96. Desperation
When they fought, it was hell. Envy wasn't about to say he liked it. Yes, he got to be close to him, but the pain, god, he almost couldn't handle it. Ed driving his automail fist into his stomach, or kicking his legs out from under him - oh yes, he could fight back, he did fight back, but it didn't change the fact that it was Ed beating him and bruising him.
Oh, but he needed it. Not the fighting. That he could do without. But even the smallest of interactions - a jibe, a jeer, a protest - it meant he got to hear his voice.
If only Ed seemed to realize...if only he could return something, a smile, even a little glow in his eyes, and Envy thought he saw it sometimes but then it would fade again and Ed would just be angry.
Envy knew he was a damned fool.
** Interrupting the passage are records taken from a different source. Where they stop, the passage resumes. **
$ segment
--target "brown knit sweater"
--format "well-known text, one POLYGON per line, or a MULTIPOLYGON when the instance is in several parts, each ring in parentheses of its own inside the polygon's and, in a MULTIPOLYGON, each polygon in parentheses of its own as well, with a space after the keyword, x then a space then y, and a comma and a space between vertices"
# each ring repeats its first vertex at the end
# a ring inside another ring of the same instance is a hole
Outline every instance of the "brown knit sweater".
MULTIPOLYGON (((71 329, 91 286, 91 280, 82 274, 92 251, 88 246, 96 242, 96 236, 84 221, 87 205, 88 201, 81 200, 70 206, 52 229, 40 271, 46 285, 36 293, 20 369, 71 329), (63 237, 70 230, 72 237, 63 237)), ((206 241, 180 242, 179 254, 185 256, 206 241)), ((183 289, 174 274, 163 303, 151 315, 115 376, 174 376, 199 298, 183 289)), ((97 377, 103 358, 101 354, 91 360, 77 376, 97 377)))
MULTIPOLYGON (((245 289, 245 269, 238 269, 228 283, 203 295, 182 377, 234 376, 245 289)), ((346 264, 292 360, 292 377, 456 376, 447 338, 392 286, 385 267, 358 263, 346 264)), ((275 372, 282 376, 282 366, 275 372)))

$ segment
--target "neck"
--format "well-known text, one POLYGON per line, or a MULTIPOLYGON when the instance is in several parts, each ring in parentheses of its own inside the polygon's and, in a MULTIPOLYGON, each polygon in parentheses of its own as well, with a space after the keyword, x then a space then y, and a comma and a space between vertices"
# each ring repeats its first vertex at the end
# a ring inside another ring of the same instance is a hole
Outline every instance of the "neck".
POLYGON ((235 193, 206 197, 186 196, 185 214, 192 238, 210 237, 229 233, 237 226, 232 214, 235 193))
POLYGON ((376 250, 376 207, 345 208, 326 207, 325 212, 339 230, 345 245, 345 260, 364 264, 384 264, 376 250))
He didn't want any of that, the romance he saw on the city streets in February or the rest of the year, humans holding hands and looking so damned happy, he didn't want it. He just wanted...he wanted...well that was the trouble, really, his name was Envy but nobody had ever told him exactly what or who he was supposed to be envying. Probably the mechanic, or the tin can, the ones who got to hold Ed's attention for more than a few minutes at a time.
Envy wanted to be looked at. By Ed. He wanted Ed to look at him and listen and smile and know that the alchemist didn't want him to leave. (But he'd never say it, of course, that wasn't a very homunculus kind of thought.) Envy wanted Ed to ask him, just once, 'don't go'. He never got it, obviously, the thought never even crossed the stupid blond's mind, why would it?
All the same, knowing it was wrong, knowing it was hurting him and breaking him and cutting him in ways that blade on Ed's arm could never do, he kept taunting him. Kept showing up where he knew Ed would see him. Kept making any excuse to cross his path. Anything, anything, anything. Please. See me. Look at me. See me. Can't you see? And fight after fight, Envy would feel something drop out of his stomach and pretend he didn't wonder what it was like to cry.
Envy wanted Ed. More desperately than that, though, he wanted to be wanted.